In certain situations, using Bernoulli is not enough. Indeed, sometimes, knowing how many times a feature appears, as opposed to whether it appears at all is necessary.

It is important to note that in some cases, even though it might seem non-intuitive, Bernoulli outperforms Multinomial. It is likely due to the fact that a Multinomial distribution is only affects by the features that do appear. Whereas Bernoulli also takes the absence of features into account.

from math import factorial as fact
from collections import Counter

import scipy.stats as ss
import numpy as np

from supervised.nb_classifier import NBClassifier


class MultinomialNB(NBClassifier):

    def __init__(self, alpha=1.0):

        super().__init__()
        self.alpha = alpha

    def _pdf(self, x, p):

        f = fact(np.sum(x))

        for P, X in zip(p, x):
            f *= (P**X) / fact(X)

        return f

Fitting

A Multinomial distribution is parameterized by a single parameter, which depends on the number of times each feature occurs.

    def _fit_evidence(self, X):

        evidence_ = np.sum(X, axis=0)

        return evidence_

Fitting the likelihood then becomes trivial, as it is similar to fitting the evidence for each class.

    def _fit_likelihood(self, X, y):

        likelihood_ = []

        for c in self.classes_:

            samples = X[y == c]  # only keep samples of class c

            likelihood_.append(self._fit_evidence(samples))

        return likelihood_

Getting

Assuming that our model is trained, we need to be able to make use of its state in order to compute the evidence and likelihood. We can then reuse the _pdf that was defined at the beginning.

The alpha parameter of the model is there to parameterize the additive smoothing. Additive, or Laplace, smoothing helps maintaining non-zero probabilities. No smoothing means keeping the original probability estimate, and maximum smoothing means assuming all probabilities are uniform.
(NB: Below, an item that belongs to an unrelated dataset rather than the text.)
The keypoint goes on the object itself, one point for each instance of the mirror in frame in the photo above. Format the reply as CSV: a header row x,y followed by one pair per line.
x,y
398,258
    def _get_evidence(self, sample):

        p = []

        for i, feature in enumerate(sample):

            x = self.evidence_[i]
            N = np.sum(self.evidence_)
            d = len(sample)
            a = self.alpha

            prob = (x + a) / (N + (a * d))

            p.append(prob)

        return self._pdf(sample, p)

    def _get_likelihood(self, sample, c):

        p = []

        for i, feature in enumerate(sample):

            x = self.likelihood_[i]
            N = np.sum(self.likelihood_)
            d = len(sample)
            a = self.alpha

            prob = (x + a) / (N + (a * d))

            p.append(prob)

        return self._pdf(sample, p)

Updating

Updating the model means that given new data, the counts of features have to be updated.

    def _update_evidence(self, X):

        self.evidence_ += np.sum(X, axis=0)

        return self.evidence_

    def _update_likelihood(self, X, y):

        for i, c in enumerate(self.classes_):
            samples = X[y == c]   # only keep samples of class c

            self.likelihood_[i] += np.sum(samples, axis=0)

        return likelihood_